Evaluate the full cost of the platform. Transaction fees are the most visible cost, but they're not the only one. Time spent on manual administrative work, friction from stitching together external tools, and completion rates that drop when the learner experience is fragmented all have real costs. A higher subscription that eliminates those inefficiencies often costs less overall.
Think about where you're going, not just where you are. Platforms that work well at your current scale don't always support the learning model you're building toward. Choosing a platform that requires a re-migration in 18 months means paying migration costs twice.

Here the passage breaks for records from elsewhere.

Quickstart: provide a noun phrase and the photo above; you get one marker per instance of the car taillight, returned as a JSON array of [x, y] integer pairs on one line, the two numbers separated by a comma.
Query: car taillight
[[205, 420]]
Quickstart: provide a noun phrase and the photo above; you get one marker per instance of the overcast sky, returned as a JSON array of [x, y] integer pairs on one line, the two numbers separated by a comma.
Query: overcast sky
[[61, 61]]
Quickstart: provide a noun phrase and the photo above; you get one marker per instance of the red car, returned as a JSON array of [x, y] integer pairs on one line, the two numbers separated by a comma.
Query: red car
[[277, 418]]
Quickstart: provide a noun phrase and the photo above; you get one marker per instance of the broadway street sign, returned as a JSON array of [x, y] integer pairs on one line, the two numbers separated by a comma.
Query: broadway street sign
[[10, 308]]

For a detailed side-by-side breakdown of how Teachable compares to other platforms across specific use cases, our guide to the best Teachable alternatives in 2026 covers the evaluation criteria in more depth.
Conclusion
Outgrowing Teachable is a sign of growth, not a problem. The right alternative depends on the learning model you're running and where you want to take it. For businesses that need cohort infrastructure, community tools, AI automation, and monetization without transaction fees, the platform architecture needs to match that ambition.
Disco is built for exactly that use case. See how it fits your business in minutes.
FAQs
What are the main reasons businesses switch away from Teachable?

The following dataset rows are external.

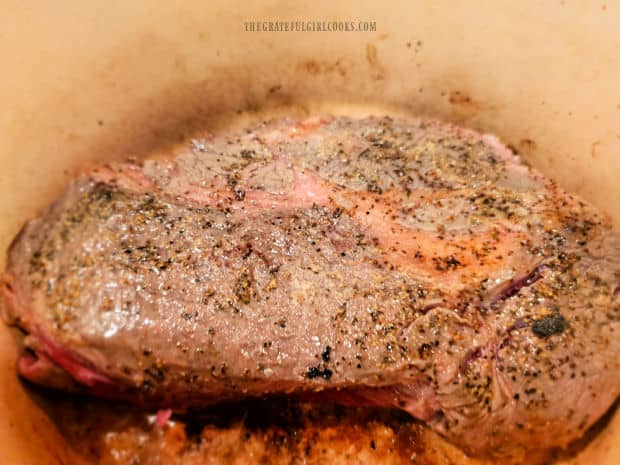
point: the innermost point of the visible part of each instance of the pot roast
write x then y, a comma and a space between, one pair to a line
382, 262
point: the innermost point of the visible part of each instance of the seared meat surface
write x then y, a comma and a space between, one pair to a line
381, 262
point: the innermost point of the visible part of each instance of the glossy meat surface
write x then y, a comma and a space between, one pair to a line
380, 262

The most common reasons are transaction fees on lower-tier plans, limited customization for branded experiences, lack of native community tools, no cohort-based learning infrastructure, and restricted features behind expensive plan tiers. As programs become more complex, these structural limitations start affecting learner engagement and business profitability.
Does Disco charge transaction fees?
No. Disco doesn't charge transaction fees on sales. You keep 100% of the revenue generated from courses and memberships, which is a significant difference from Teachable's lower-tier plans that take up to 7.5% per transaction.
Can I migrate my courses from Teachable to Disco?
Yes. Course content including videos, documents, and resources can be transferred to Disco. The AI Canvas and intuitive builder make rebuilding programs fast, and Disco's team provides support to ensure a smooth transition for both administrators and existing learners.
What makes cohort-based learning better for businesses than self-paced courses?
Cohort programs achieve completion rates of 85% or higher compared to 3 to 15% for self-paced alternatives. The shared timeline creates accountability, live sessions create commitment, and peer relationships create motivation that passive content delivery can't replicate. Higher completion rates translate directly to better learner outcomes and stronger word-of-mouth for your programs.
Do I need separate tools for community and course hosting?
Not with Disco. Curriculum, community channels, live events, and direct messaging are integrated into one platform. This eliminates the need to connect Slack, Zoom, and a course tool separately, which reduces the administrative burden and creates a better learner experience.
Is Disco suitable for internal employee training as well as external programs?
Yes. Disco supports both external training businesses and internal employee learning programs. The cohort infrastructure works equally well for onboarding new hires as it does for running premium training products sold to external customers.